Biwi n’est ni Ophélie ni Annabella, elle utilise son lit comme une arme, et n’est certainement pas prête à mourir par amour. Saheb ne veut pas plus rejoindre son créateur, empêtré qu’il est dans ses innombrables problèmes. Saheb Biwi Aur Gangster nous raconte une histoire de meurtre et de sexe où le sentiment est totalement absent. Nous n’éprouvons pas plus d’empathie pour les personnages que pour des tigres. Même la mort dans des conditions atroces ne suscite pas de peine. C’est un film jouissif qui se regarde les yeux secs.

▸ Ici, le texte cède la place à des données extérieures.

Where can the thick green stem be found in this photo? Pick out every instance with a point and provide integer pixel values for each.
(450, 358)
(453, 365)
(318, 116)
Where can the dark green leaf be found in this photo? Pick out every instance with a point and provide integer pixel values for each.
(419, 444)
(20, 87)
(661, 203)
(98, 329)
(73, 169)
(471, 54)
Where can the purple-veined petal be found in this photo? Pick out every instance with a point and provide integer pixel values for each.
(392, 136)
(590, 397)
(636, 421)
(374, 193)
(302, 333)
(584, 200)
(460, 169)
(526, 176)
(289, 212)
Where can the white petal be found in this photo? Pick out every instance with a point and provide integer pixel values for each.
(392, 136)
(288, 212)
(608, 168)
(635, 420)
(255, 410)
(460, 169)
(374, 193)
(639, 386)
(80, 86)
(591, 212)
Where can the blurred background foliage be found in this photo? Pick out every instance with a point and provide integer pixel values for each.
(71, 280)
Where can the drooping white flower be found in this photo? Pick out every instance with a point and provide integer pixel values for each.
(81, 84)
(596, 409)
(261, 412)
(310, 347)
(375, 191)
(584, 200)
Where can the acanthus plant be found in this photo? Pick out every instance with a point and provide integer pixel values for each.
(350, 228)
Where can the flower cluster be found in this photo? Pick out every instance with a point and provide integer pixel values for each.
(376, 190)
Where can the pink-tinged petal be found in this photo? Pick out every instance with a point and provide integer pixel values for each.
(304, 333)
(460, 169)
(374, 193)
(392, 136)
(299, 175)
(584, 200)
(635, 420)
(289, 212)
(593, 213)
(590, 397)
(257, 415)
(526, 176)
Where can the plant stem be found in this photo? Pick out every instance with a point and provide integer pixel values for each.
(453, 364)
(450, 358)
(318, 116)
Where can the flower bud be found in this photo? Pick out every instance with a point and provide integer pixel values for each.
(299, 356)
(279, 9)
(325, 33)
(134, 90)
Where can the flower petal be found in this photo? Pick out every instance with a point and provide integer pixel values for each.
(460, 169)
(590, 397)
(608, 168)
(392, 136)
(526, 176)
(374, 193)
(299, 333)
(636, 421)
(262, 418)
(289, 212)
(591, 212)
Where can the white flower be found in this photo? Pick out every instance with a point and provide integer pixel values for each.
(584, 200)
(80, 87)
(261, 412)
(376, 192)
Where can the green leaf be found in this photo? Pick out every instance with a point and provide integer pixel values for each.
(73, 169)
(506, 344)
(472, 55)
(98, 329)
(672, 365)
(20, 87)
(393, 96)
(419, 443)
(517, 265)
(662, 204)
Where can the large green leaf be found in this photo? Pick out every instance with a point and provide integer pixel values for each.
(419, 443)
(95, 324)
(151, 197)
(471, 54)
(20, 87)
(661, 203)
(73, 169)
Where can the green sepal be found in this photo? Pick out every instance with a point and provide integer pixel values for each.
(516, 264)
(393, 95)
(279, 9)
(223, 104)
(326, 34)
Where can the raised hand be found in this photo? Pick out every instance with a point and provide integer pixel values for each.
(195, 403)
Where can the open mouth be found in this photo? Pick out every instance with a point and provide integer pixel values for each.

Il est porté par des acteurs tous magistraux. Jimmy Shergill est exceptionnel et trouve ici le plus grand rôle de sa carrière. Il exprime la noblesse dans la moindre de ses attitudes en nous mettant en face d’un véritable roi. La reine n’est pas en reste. Mahi Gill est sensationnelle dans un exercice compliqué où il est difficile de faire la part entre folie et rouerie féminine. Même Randeep Hooda, si souvent médiocre, transcende son personnage, montrant que lorsqu’il est dirigé avec un texte à la hauteur, il est capable du meilleur. Les acteurs secondaires, tous parfaits de naturel et de sobriété, offrent un écrin idéal où les trois acteurs principaux se révèlent avec virtuosité.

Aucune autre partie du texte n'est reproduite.